O encontro foi aberto com questões colocadas em debate pelos especialistas e por Shoueri, encaminhadas para os palestrantes. Entre os temas, a questão da Reforma Tributária, a perda de receitas municipais e como isso pode impactar, no longo prazo, na regulamentação das práticas ESG e benefícios tributários nos municípios.
Embora seja uma questão que deve ocorrer no longo prazo, existe uma preocupação dos prefeitos das grandes cidades em relação à perda da receita e cobram equilíbrio e mais compensação à Confederação Nacional dos Municípios. Citaram a necessidade de simplificação das normas da legislação e da elaboração de uma regulamentação que contribua para uma menor judicialização e melhoria do ambiente de negócios.
ESG, ASG no Brasil
Bifano abriu a palestra mostrando alguns dados e como o ESG tem sido tratado nas empresas privadas e pelo poder público, mostrando o cenário atual no Brasil e no exterior, considerando os impactos do negacionismo do governo Trump. “Sem dúvida, as decisões de Trump em relação ao meio ambiente estão provocando um retrocesso. Algumas empresas americanas já deixaram de destacar suas ações de ESG, mas as práticas propostas pelo ESG continuarão a existir. Estão consolidadas”.
A advogada fez também uma breve definição do ESG ou, na tradução para o português, ASG, Ambiente, Sustentabilidade e Governança, que já é utilizado pelas empresas. “Muito do que falamos aqui tem muito da nossa experiência pessoal. O ESG nasceu entre pessoas e não de uma lei”, afirma. “Banqueiros e empresários começaram a pensar na questão do meio ambiente e sustentabilidade, na década de 1990, usando, por exemplo, o papel reciclado no talonário de talões de cheque ou em formulários. O Banco Boston foi o pioneiro na construção, também na década de 1990, de um prédio sustentável com redução do consumo de água e energia desnecessários”.
ESG, uma breve história
Gaspar fez uma apresentação dos pontos da trajetória do ESG desde o seu início. E começa em 1970, lembrando que o economista norte-americano Milton Friedman citava em seu trabalho “Shareholder Capitalism”, algo como o capitalismo dos acionistas, no qual afirmava que a única responsabilidade das empresas é gerar lucro para os acionistas.

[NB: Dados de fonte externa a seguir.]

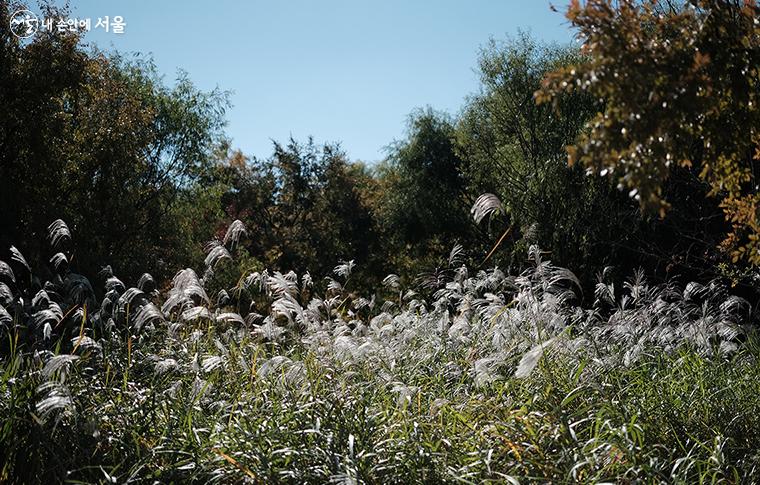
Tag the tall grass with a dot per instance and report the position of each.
(271, 377)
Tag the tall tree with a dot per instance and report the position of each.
(101, 142)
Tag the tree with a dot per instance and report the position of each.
(424, 207)
(306, 206)
(680, 90)
(99, 141)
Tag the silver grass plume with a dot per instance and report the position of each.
(484, 206)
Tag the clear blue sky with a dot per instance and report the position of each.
(340, 70)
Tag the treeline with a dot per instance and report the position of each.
(145, 176)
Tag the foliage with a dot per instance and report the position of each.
(495, 378)
(101, 141)
(680, 88)
(514, 148)
(303, 204)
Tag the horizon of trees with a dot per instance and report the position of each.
(145, 176)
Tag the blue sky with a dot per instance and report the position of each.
(340, 70)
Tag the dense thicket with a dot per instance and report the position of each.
(141, 169)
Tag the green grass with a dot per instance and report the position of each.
(668, 418)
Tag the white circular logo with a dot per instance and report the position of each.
(24, 24)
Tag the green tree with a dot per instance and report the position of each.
(515, 149)
(424, 207)
(306, 206)
(680, 87)
(100, 141)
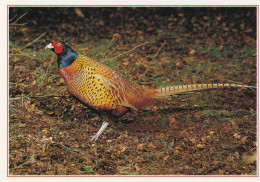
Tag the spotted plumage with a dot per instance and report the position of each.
(105, 89)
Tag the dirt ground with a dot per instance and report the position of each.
(202, 133)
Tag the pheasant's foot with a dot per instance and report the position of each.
(100, 131)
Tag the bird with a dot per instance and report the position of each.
(109, 92)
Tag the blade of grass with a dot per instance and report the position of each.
(34, 41)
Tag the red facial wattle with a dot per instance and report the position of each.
(58, 46)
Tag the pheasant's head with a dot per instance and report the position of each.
(57, 46)
(65, 54)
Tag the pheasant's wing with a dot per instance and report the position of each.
(123, 91)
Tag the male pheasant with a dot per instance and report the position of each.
(107, 91)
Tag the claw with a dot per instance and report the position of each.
(100, 131)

O primeiro contraponto a Friedman veio na década de 1980, quando outro economista, Robert Friedman, que produz um novo livro sobre o tema, “O Capitalismo de Stakeholders”, ou (capitalismo das partes interessadas, em tradução livre), incluindo os funcionários das comunidades, público consumidor e o meio ambiente, como alvo dos benefícios gerados pelas empresas privadas. Também nessa década, lembra o professor Gaspar, “foi importante a Fundação do Global Reporting Initiative – GRI, que leva em consideração práticas para o meio ambiente e governança corporativa”. Na década de 2000, destacamos o lançamento do Programa Who Cares Wins pela ONU; na de 2010, o Movimento ‘Fair Share’, BEPS e ODS: programas voltados para fortalecimento dos laços entre tributação e ASG; nos anos 2010, a Cristalização da tendência de Soft Law virar Hard Law; nos anos 2020, leis mais leves tornam-se mais efetivas.

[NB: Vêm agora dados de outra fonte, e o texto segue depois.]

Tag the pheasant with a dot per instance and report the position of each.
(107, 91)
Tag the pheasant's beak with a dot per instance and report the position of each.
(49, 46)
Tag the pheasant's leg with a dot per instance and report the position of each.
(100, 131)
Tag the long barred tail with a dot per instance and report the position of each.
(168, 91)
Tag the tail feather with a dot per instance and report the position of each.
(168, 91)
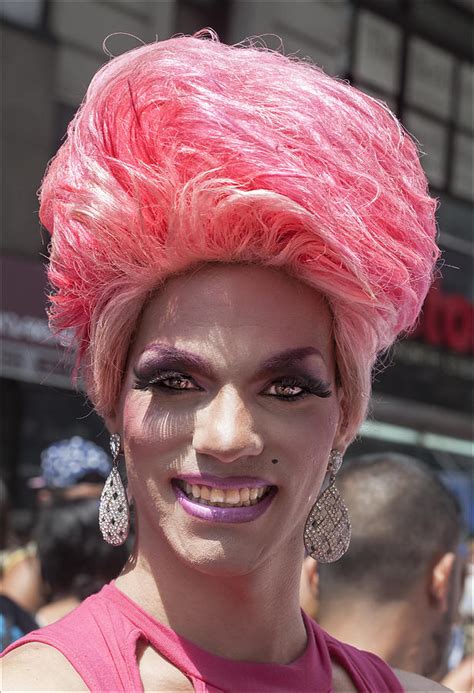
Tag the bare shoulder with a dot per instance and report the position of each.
(38, 667)
(413, 682)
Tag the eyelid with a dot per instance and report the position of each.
(157, 376)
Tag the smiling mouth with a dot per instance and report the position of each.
(223, 498)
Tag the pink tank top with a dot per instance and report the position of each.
(99, 638)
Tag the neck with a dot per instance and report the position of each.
(254, 617)
(395, 631)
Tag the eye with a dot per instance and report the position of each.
(166, 381)
(294, 388)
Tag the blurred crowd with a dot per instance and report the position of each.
(47, 571)
(404, 590)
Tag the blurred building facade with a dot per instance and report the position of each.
(415, 55)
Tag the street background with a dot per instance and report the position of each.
(415, 55)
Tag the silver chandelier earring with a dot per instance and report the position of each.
(114, 511)
(327, 532)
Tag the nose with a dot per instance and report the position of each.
(224, 429)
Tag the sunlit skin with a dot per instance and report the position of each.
(232, 367)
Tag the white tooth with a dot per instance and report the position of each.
(232, 495)
(217, 495)
(244, 494)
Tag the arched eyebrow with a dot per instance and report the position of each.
(165, 356)
(288, 358)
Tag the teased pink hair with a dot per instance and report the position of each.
(190, 151)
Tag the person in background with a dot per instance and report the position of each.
(236, 236)
(73, 472)
(75, 562)
(15, 621)
(396, 591)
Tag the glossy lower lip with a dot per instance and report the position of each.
(224, 483)
(246, 513)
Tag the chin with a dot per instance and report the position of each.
(219, 557)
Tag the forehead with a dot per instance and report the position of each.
(247, 309)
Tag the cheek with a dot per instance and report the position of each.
(150, 430)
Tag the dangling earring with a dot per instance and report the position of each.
(114, 511)
(327, 532)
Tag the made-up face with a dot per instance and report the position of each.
(228, 413)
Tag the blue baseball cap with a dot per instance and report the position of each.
(67, 462)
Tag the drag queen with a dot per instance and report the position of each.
(236, 237)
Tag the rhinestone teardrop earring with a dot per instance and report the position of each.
(327, 532)
(114, 511)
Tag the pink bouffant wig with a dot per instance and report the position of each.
(190, 151)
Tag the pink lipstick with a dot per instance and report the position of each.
(226, 513)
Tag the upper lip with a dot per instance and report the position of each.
(224, 482)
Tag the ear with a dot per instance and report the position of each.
(440, 580)
(343, 436)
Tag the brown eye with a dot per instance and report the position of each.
(178, 384)
(285, 390)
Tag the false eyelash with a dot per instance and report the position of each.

Avanços na legislação internacional e no Brasil
- Public CbCR (EU Directive 2021/2101): obriga companhias operando na UE a publicarem tributos pagos por país (Declaração País-a-País);
- Corporate Sustainability Reporting Directive (EU Directive 2022/2464): exige que grandes empresas divulguem informações sobre seu desempenho ambiental, social e de governança para aumentar a transparência e a responsabilidade corporativa;
- Corporate Sustainability Due Diligence Directive (EU Directive 2024/1760): exige que as empresas identifiquem, previnam e mitiguem impactos adversos sobre os direitos humanos e o meio ambiente em suas operações e cadeias de suprimentos;
- Normas brasileiras que privilegiam o ASG (programas de conformidade fiscal (i.e. Cofia), societárias, transação sobre crédito público, tributos verdes a serem abordados mais à frente);
- EC n. 132/2024: altera a Constituição Federal do Brasil, trazendo diversos conceitos de A, de S e de G: proteção ao meio ambiente (A), devolução de tributos a cidadãos de baixa renda (S) e maior transparência fiscal e avaliação econômica e de simplicidade na elaboração de leis (G).
Relatórios de sustentabilidade
Bifano retomou a fala sobre o cenário brasileiro como as empresas e as entidades estão tratando a ASG. “É importante prestar atenção nos chamados Relatórios de Sustentabilidade produzidos pelas empresas, pois mostram como estão sendo distribuídos os recursos gerados pelas companhias e sua distribuição nos pontos do ASG”.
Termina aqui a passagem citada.